Le colonel, qui sentait la nécessité de la diplomatie faillit éclater.

— Je veux vous faire comprendre, lieutenant d’Hubert, que je saurais, s’il le fallait, rester à l’écart et vous laisser tous tomber en enfer. Je suis homme à faire pareil sacrifice si le bien du service et mon devoir envers la patrie l’exigent. D’ailleurs, c’est chose inconcevable et ce n’est pas la peine d’en parler.
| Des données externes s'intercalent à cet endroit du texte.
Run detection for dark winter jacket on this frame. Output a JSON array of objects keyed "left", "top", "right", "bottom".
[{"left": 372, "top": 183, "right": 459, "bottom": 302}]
Il roulait des yeux féroces, mais son accent s’adoucit. Vous avez encore une goutte de lait sur votre belle moustache, mon garçon. Vous ne savez pas ce dont un homme comme moi est capable. Je me cacherais derrière une meule de foin si... Ne ricanez pas comme cela, jeune homme. Vous osez ? S’il ne s’agissait pas d’une conversation d’homme à homme, je vous... Écoutez ! Je suis responsable des vies qui me sont confiées, et ne dois les consacrer qu’à la gloire de notre patrie, et à l’honneur du régiment. Comprenez-vous cela ? Eh bien, à quoi diable songez-vous, en vous laissant embrocher de la sorte par un lieutenant du 7e hussards? C’est une véritable honte.